Common mistake: Misstating basis by overlooking liabilities that were assumed or relieved, or by failing to coordinate the 1031 computations with your depreciation schedules.
Accurate recordkeeping of closing statements, exchange agreements, identification notices, and QI statements is critical to supporting the figures reported.
Because the Code, regulations, and IRS guidance are periodically updated, taxpayers and advisors should confirm they are relying on the most current authorities and the latest version of Form 8824 and its instructions when planning or reporting an exchange.
Practical checklist for investors considering deferred or reverse 1031 exchanges
Before setting up a deferred or reverse exchange, it’s worth asking:
- Timing
- Can you reasonably identify suitable replacement property within 45 days?
- Are you likely to close within 180 days?
- Structure
- Will a straightforward deferred exchange work, or do deal realities push you toward a reverse exchange?
- If reverse, which is more practical: parking the replacement or parking the relinquished property?
- Team
- Do you have an experienced Qualified Intermediary (QI) in place?
- If reverse, do you have an EAT and a clear QEAA structure?
- Financing
- Will your lender work with an EAT holding title?
- Are guarantees, indemnities, or lease-backs needed, and are they structured consistently with the safe harbor?
- Risk tolerance
- Are you prepared for the exchange to fail (with resulting tax) if deadlines aren’t met or the structure doesn’t qualify?
Conclusion
The journey from Starker to today’s deferred and reverse 1031 exchanges transformed §1031 from a narrow simultaneous-swap tool into a flexible mechanism that can accommodate complex real-world transactions, so long as the rules are respected.

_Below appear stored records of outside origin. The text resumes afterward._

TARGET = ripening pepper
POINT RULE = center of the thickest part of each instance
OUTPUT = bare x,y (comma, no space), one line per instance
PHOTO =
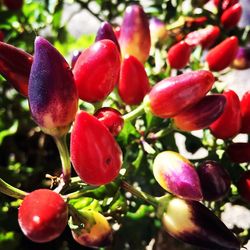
231,16
215,180
75,56
15,65
239,152
111,118
222,55
244,185
91,229
134,37
96,71
205,37
95,154
52,94
106,32
193,223
133,82
245,113
158,31
229,123
201,114
177,175
179,55
172,95
225,4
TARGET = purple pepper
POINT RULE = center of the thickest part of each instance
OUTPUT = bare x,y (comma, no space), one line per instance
52,93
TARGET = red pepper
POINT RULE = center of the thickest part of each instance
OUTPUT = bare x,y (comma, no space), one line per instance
95,154
111,118
133,83
15,65
172,95
221,56
239,152
245,113
229,123
225,3
135,35
97,70
244,186
179,55
215,180
205,37
201,114
231,16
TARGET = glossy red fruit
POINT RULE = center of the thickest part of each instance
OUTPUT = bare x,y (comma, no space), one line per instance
229,123
215,180
231,16
245,113
244,186
239,152
13,4
43,215
133,83
95,154
134,37
225,3
172,95
111,118
201,114
179,55
97,70
205,37
222,55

Deferred exchanges rely on the familiar 45/180-day framework and strict rules about constructive receipt, while reverse exchanges add another layer of complexity, using EATs and QEAAs to “park” property within the safe harbor of Rev. Proc. 2000-37.
For investors, understanding these modern rules is essential to designing exchanges that actually qualify for tax deferral, rather than merely hoping they do. And because the details matter, it’s important to coordinate with qualified tax, legal, and exchange professionals before implementing any 1031 strategy.